Vujčić recalled how prices soared out of control in the former Yugoslavia and Croatia in the late 1980s and early 1990s, suggesting he take a hawkish stance to aggressively moderate inflation that has troubled European policymakers.

“I have seen the beast and I know how the beast behaves if it is not checked in the right way at the right time,” he said.

He acknowledged the risk that Croatian consumers will blame for bringing the euro because of high inflation, which last month hit 13.5 percent. Yet, on average, countries that have used the euro have experienced only 0.2 to 0.4 percent of inflation, even in periods of low inflation.

To improve price transparency, Croatian shops have had to display the cost of goods in both kunas and euros since September and will continue to do so until the end of 2023. to raise prices.

“The offer comes at a time when inflation is already high, so the first point is that Croatian consumers are very interested in the price,” said Michał Seńczuk, chief executive of Studenac, one of the main Croatian grocery stores. “That makes it difficult for any retailer to impose unfair price increases because, if you do, customers will go to your competitors.”

The change has been a logistical challenge for retailers and authorities. Studenac had to print and display new price labels for 5mn, while his staff had to explain to confused customers that they cannot accept euros until January 1, after which both currencies will be used the same for two weeks.

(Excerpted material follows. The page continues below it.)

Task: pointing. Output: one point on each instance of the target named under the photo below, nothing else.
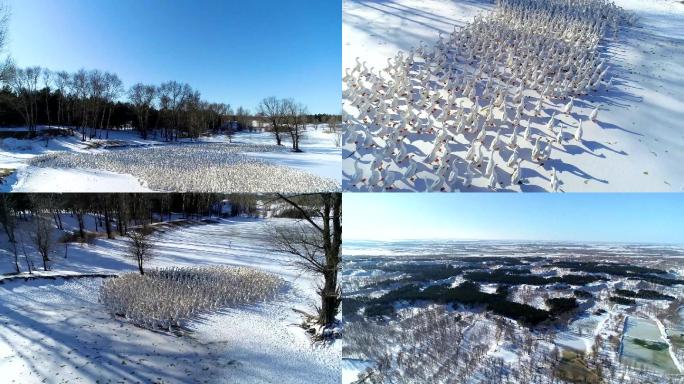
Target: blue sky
(236, 52)
(657, 218)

Seńczuk predicted that as well as boosting tourism, having the euro would make Croatia “more attractive to foreign buyers looking for second homes, maybe for summer vacations or the mild winters we have here.”

However, the central bank has brought in the army to keep and guard the 40 percent kuna that is expected to be exchanged for euros.

“That’s almost the weight of the Eiffel Tower,” said Vujčić. “We will sell it as metal after three years and then the army can put tanks or armored vehicles [back] in storage.”